Marr is a village and civil parish in the City of Doncaster district in South Yorkshire, England. It has a population of 138, increasing slightly to 146 at the 2011 Census.
It was in the historical county of the West Riding and is listed in the Domesday Book (Domesday Book 307d) compiled in 1086 at the command of William the Conqueror at reference 307d. During feudal times, and even beyond, the manor was the basic administrative unit of the kingdom. The lord would be granted the land by a higher magnate in return for services - and that magnate would in turn receive his land from someone higher, all the way up to the king. Some manors were owned by abbeys, which were powerful landowners. The name Marr derives from the Old Norse marr meaning 'fen/marsh'.
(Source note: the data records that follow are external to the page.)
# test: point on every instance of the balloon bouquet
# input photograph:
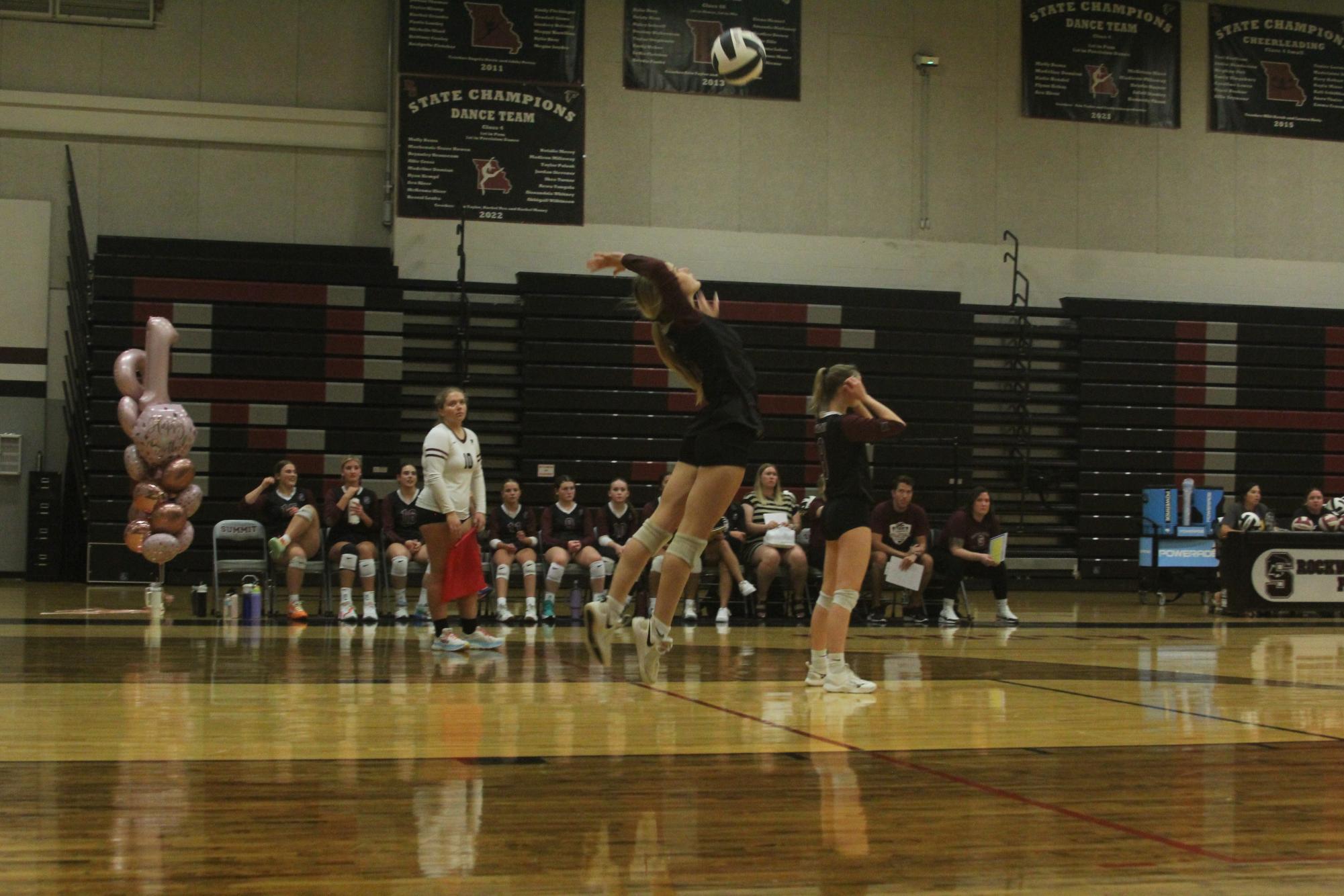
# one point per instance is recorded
(163, 498)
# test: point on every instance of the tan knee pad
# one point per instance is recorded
(652, 537)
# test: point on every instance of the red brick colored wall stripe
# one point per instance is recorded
(226, 291)
(234, 390)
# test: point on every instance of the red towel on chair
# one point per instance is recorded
(463, 577)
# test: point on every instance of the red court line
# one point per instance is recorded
(989, 789)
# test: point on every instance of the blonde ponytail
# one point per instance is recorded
(649, 302)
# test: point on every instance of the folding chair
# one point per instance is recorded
(257, 565)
Marr stands on the main road between Barnsley and Doncaster (A635 Barnsley Road) and also 5 minutes drive from the A1 (M) junction 37. Marr, although now mainly modern, does have a number of outstanding features; there remains an Iron Age barrow at the junction of Barnburgh, Marr and High Melton which can be seen through aerial photographs. Seventy Roman coins were found recently as evidence of the boundary line which Marr formed at Rickneild Street. The Gothic-style church of St Helen's has original herringbone masonry, early Norman chancel and nave, 13th/14th century short spire tower, 15th stone-ribbed porch and font and the pulpit has fine medieval woodwork. The church also contains figures of John Lewis and his wife dated from 1579 in brass and pieces of funeral armour. There are two further buildings of note in the Marr Hall Farm. Parts of the farm buildings are original 1800s and fairly unusual, the Hall itself retaining an Elizabethan/ Jacobean west side with a semi-circular entrance porch. This building is now (21st century) the farmhouse and has a Georgian style overall. The farm also contains more than 14 arched openings which would have been used for storage of carts, drays etc. The arches stand on solid stone piers and is thought to have been designed by Charles Sabine Augustus Thellusson an Italian architect who died in 1885.

The story of how Charles Thellusson (The Landed Gentry, Burke pages 598–600) gained control over the Brodsworth Estate (including the farm) is a saga in itself. The Thellusson family was involved in a long-running feud over inheritance money and Brodsworth Estates belonging originally to Peter Thellusson, a city merchant who died leaving the equivalent of £50 million in trust (see Thellusson Will Case). The money was put aside to gather interest during his own lifetime and the lifetime of his sons and grandsons (who were living at the time of his own death) only to be divided up between his remaining male descendants when the last of his three sons/grandsons died. The will and its subsequent litigation case (brought by his family) may even have inspired Charles Dickens for Bleak House (Jarndyce v Jarndyce) such was the controversy.